<<< Date Index >>>     <<< Thread Index >>>

Re: Q: View as Windows-1252?



-----BEGIN PGP SIGNED MESSAGE-----
Hash: SHA1

On Friday, August  3 at 11:29 PM, quoth Kai Grossjohann:
>> The other one is... well, downright malicious! Out of curiosity, 
>> what mail client is composing messages mislabelled utf8 like that?
>
> I confess that I have no idea.  Actually, I already had a value of 
> assumed_charset and of charset, perhaps that did it.  I had:
>
> set charset=utf8 
> set assumed_charset=utf-8:windows-1252:iso-8859-1
>
> Perhaps the order of windows-1252 and iso-8859-1 was reversed.  I 
> thought that this was a smart move, because if decoding as UTF-8 works, 
> then it's probably going to be UTF-8.

Ahhh, no, you're misunderstanding. Think of it this way: the computer 
sees email as just an array of numbers. We like to think of them as 
letters, but they're just numbers. The trick, of course, is that the 
computer has to decide what to display on screen for each number, and 
the problem is that the same number means different things in 
different charsets. So it can do a test and see "does this number mean 
something in this charset?". Better yet, "do all the numbers in this 
email mean something in this charset?" Thus, if there's a number that 
doesn't mean something in the charset (or means something 
undisplayable), it can say "aha! this is the wrong charset".

UTF-8 uses almost the entire set of numbers. In other words, almost 
*any* possible number is valid in UTF-8, and virtually every 
unlabelled email you get will thus be treated as if it was UTF-8, even 
though chances are most of them aren't UTF-8. Now, there's caveats to 
that, because UTF-8 requires specific sequences of numbers in some 
cases (so a message can be detected as not being UTF-8 in some cases), 
but most of the time, most English-speaking folks don't use characters 
that require specific sequences of numbers.
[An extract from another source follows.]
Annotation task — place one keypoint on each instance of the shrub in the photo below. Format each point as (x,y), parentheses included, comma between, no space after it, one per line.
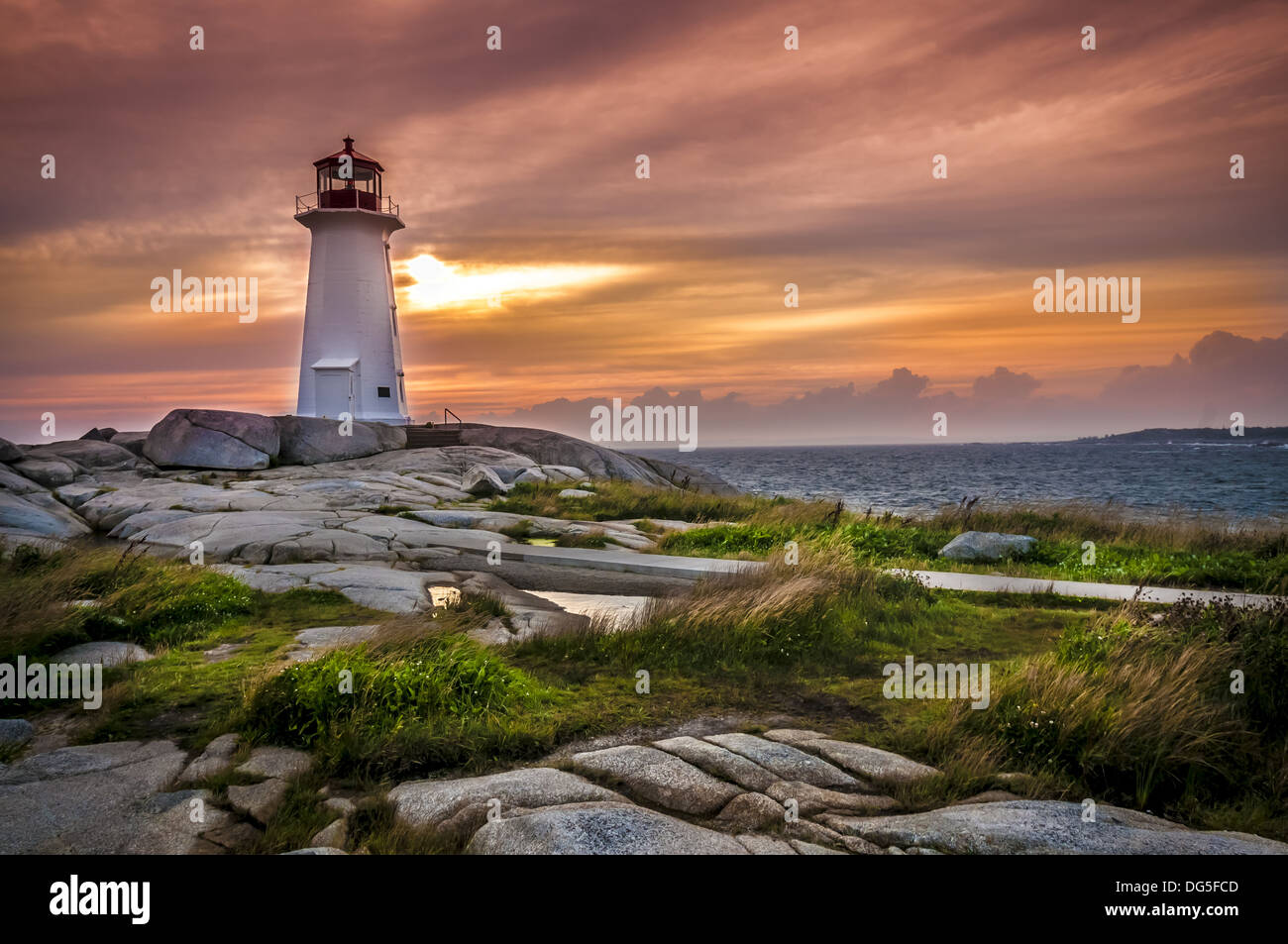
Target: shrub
(434,682)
What you want to do instead with assumed_charset is to have it go in 
order of restriction. Start with us-ascii---that's what most English 
emails are sent in anyway, and it's also the most restrictive charset. 
If your email contains a number that's not in that charset, then mutt 
will know to try a different charset. Windows-1252 is a superset of 
us-ascii, so next it will try that. If that works, great, if not, then 
it gets to be time to check for utf-8.

Obviously, this isn't perfect, but the whole point of assumed_charset 
is to be somewhat better at guessing the *correct* charset for 
unlabeled emails.

It's also worth considering what the most common cases are. In the 
English speaking world, MOST email is sent in either us-ascii or 
windows-1252. Sometimes its iso-8859-1, and sometimes it's been 
mislabelled as iso-8859-1. People using good email clients will label 
their charset, but those who use very old or very poorly-written 
clients might not (or might mislabel their charsets). These mail 
clients are unlikely to be doing anything complicated with their 
charsets, and are most likely to be assuming that everyone in the 
world uses some basic charset (such as windows-1252, or us-ascii). 
Mail clients that have put the time and effort into actually 
supporting utf-8 tend to be aware of the problem of unlabelled 
charsets, so it's highly unlikely that you'd find a UTF8-encoded 
message that was not labelled as UTF-8.

There are exceptions everywhere, of course, but those are your common 
cases.

>> Hmm, that's a badly worded man-page entry. I think it means one of 
>> two things (both of which are, I think, true): either it's saying 
>> that only the first charset that is valid for the message will be 
>> used (i.e. if windows-1252 is a valid way of interpreting the 
>> message, utf-8 will not be tried---this is especially important for 
>> asian charsets, where in most cases there's no way to tell if the 
>> charset produced random garbage or not),
>
> Hm.  But surely the same thing applies to the header?  So why was it 
> explicitly talking about the message body?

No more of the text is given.